Q : Quelle garantie de justice : inégalités entre régions urbaines desservies par les transports en commun, et zones rurales, Etalement des grosses dépenses ? Différence avec la TVA environnementale injuste ?

Des surquotas pourront être attribués à des personnes se trouvant dans une situation particulière rendant impossible la baisse de consommation carbone : famille obligée de travailler ou étudier, loin du domicile et sans transport en commun, ou soins dans un hôpital éloigné, bailleur social rénovant le logement loué…L’étalement des investissements est prévu sur la durée de vie. L’accès aux surplus des plus riches devrait être limité, en le faisant décroitre de 6% par an. Ceux qui voudront faire de la compensation seront orientés par ex vers la plantation de haies (sequestration carbone).

Les achats et revente de points se feront uniquement par le biais d’une autorité régionale.

Ce quota n’est pas une taxe, ne permet pas de rentrée d’argent pour l’Etat. Il n’est pas géré par Bercy, mais par une agence paritaire (entreprises, particuliers, ONG, syndicats...) un peu comme la sécurité sociale.

Q : Faut-il attendre qu’une agence soit créée ? Par quel gouvernement ? Articulation avec le niveau européen ?

Il faut commencer par créer l’agence nationale carbone.

Les empreintes climatiques actuelles par personne selon les pays sont très différentes, une coordination des agences carbone européenne est souhaitable, mais il faudrait commencer avec les pays proches selon l’empreinte actuelle (Espagne, Italie, Belgique)

Q : acceptation ? alors on ne mangera plus de viande ? Comment mettre en œuvre le compte carbone ? période de mise en œuvre pédagogique, sans sanction ?

La moyenne actuelle d’émission est à 10t, mais la médiane est à 8 tonnes. Réduire de 6% la première année, c’est un quota de 9.6 t, donc plus que ce que consomment 50% des français.

L’effet levier est très important : chacun devient conscient de ce qu’il consomme, (notamment grâce à son relevé mensuel) alors la demande des consommateurs pousse les entreprises à produire bas-carbone. Peut-être que dans 30 ans on produira des voitures à moins de 2litres/100, des vêtements sobres en carbone…

Les pays pauvres qui sont actuellement à moins de 2t/an, bénéficieront d’une amélioration de leur qualité de vie.

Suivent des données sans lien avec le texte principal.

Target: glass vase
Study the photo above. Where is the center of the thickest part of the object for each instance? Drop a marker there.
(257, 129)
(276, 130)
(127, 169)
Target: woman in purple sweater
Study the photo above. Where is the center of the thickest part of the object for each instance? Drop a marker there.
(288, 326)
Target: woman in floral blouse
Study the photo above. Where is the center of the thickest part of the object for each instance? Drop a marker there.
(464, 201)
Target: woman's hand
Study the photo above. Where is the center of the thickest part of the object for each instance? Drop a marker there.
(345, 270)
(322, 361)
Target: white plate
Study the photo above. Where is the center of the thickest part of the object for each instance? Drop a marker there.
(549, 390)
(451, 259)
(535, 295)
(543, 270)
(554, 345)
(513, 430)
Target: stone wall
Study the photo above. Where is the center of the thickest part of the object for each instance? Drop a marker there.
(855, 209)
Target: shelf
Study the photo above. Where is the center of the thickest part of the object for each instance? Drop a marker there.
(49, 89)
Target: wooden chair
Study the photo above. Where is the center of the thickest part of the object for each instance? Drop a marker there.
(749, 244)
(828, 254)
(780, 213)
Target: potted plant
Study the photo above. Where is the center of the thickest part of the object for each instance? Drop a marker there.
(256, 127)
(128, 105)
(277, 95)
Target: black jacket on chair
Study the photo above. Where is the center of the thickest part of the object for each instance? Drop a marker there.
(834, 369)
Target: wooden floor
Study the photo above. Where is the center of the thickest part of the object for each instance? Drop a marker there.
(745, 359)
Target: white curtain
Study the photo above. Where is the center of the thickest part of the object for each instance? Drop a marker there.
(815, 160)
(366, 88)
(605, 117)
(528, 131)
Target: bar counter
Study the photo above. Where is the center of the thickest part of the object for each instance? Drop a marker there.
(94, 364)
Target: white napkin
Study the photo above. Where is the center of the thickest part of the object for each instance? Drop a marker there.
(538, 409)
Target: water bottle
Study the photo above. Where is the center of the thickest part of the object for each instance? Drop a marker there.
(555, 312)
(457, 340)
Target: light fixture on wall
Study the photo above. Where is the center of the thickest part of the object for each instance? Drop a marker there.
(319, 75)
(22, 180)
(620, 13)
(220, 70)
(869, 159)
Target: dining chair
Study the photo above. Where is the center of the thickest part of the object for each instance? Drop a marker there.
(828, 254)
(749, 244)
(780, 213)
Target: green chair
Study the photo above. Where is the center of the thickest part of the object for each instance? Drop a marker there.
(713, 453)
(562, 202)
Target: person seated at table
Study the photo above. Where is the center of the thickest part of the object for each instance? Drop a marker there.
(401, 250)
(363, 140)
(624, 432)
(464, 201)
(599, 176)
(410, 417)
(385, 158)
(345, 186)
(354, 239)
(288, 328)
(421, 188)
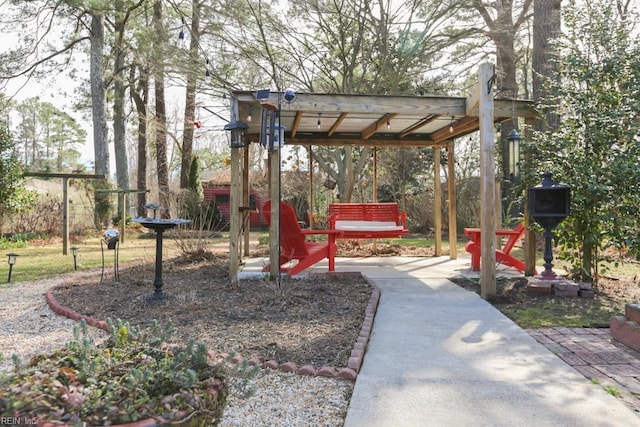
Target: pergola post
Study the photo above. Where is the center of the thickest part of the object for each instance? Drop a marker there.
(452, 207)
(486, 77)
(246, 197)
(234, 206)
(437, 201)
(65, 215)
(529, 236)
(274, 227)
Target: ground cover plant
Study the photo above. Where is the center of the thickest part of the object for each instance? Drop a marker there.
(133, 375)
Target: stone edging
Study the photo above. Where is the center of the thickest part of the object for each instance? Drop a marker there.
(349, 373)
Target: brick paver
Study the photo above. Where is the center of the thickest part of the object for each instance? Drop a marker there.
(597, 356)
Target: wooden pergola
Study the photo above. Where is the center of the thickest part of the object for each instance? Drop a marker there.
(376, 121)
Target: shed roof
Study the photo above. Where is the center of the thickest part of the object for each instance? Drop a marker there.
(371, 119)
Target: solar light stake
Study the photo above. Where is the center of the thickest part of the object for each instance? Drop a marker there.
(12, 260)
(74, 251)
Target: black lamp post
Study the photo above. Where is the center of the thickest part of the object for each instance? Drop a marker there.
(549, 204)
(514, 139)
(237, 133)
(12, 260)
(74, 251)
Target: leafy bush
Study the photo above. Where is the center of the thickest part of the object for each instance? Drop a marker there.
(134, 375)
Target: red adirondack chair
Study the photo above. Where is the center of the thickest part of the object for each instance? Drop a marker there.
(503, 255)
(293, 243)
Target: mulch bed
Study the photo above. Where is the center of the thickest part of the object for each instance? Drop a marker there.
(314, 321)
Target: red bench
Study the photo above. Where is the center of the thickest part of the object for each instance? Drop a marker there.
(367, 220)
(503, 255)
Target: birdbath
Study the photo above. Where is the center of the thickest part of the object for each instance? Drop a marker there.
(159, 225)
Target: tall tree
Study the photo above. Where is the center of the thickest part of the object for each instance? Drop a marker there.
(162, 165)
(595, 148)
(190, 96)
(546, 28)
(502, 28)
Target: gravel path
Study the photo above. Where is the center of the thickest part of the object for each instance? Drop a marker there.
(28, 327)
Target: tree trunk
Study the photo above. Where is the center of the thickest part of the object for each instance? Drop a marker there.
(190, 100)
(119, 132)
(161, 116)
(546, 27)
(140, 98)
(100, 144)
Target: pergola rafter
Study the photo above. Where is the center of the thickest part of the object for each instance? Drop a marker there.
(312, 119)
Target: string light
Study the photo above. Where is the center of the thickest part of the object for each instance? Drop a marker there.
(181, 34)
(207, 73)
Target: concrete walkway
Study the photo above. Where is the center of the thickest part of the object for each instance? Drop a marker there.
(440, 355)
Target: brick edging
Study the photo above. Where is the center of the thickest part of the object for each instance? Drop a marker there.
(350, 372)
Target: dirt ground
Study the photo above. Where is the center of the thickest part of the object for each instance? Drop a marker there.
(312, 321)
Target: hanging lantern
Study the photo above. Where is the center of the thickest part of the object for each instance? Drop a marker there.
(514, 139)
(237, 134)
(278, 136)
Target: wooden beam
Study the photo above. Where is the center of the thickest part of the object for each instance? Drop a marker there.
(246, 215)
(437, 201)
(452, 205)
(373, 142)
(529, 236)
(373, 127)
(487, 183)
(234, 213)
(65, 215)
(65, 198)
(376, 104)
(419, 124)
(64, 175)
(336, 124)
(473, 102)
(460, 127)
(274, 227)
(296, 123)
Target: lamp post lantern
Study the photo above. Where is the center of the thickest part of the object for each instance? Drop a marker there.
(12, 260)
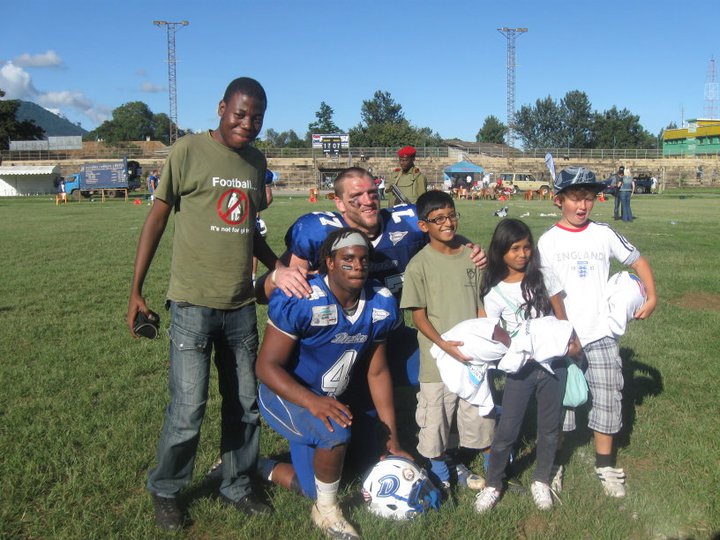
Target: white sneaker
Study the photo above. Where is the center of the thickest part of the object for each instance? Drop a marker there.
(613, 481)
(468, 478)
(556, 475)
(486, 499)
(331, 522)
(541, 495)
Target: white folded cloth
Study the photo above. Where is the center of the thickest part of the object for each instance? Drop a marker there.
(540, 339)
(625, 295)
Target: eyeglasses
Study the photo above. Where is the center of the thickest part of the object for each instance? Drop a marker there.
(442, 219)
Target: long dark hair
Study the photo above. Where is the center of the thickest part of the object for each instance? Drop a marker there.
(533, 288)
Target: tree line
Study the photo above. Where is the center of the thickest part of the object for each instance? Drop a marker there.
(549, 123)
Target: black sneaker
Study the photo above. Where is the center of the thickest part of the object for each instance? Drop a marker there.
(248, 505)
(168, 514)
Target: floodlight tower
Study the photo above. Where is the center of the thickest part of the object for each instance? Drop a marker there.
(171, 27)
(510, 34)
(712, 93)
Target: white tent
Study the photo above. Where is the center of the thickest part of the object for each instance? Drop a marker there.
(27, 180)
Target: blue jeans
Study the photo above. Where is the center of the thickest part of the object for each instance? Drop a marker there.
(304, 432)
(549, 390)
(625, 203)
(194, 332)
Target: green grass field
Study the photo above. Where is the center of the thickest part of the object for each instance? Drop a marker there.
(82, 403)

Pour passer à l’action, il est proposé qu’un référendum fasse connaître ce dispositif, en demandant de choisir entre les différentes solutions possibles pour réduire nos émissions (taxe carbone, droit à polluer, politiques sectorielles) qui doivent être examinés selon les critères de justice, d’efficacité, de prise en compte de toutes les sources locales ou pas, et de tous les acteurs. Les politiques sectorielles apparaissent complémentaires, la taxe carbone et les droits à polluer sont inefficaces et injustes.

Pour préparer le référendum, s’appuyer sur le réseau de comités locaux (une vingtaine actuellement) développer ce réseau, proposer et adopter un vœu en Conseil Municipal… 2022 pourrait être la bonne année pour interpeller les candidats à la présidentielle, et faire adopter le budget carbone individuel. Une période d’apprentissage (ou une année blanche) est aussi discutée, qui pourrait faire prendre conscience des consommations, et servir de calage pour les entreprises.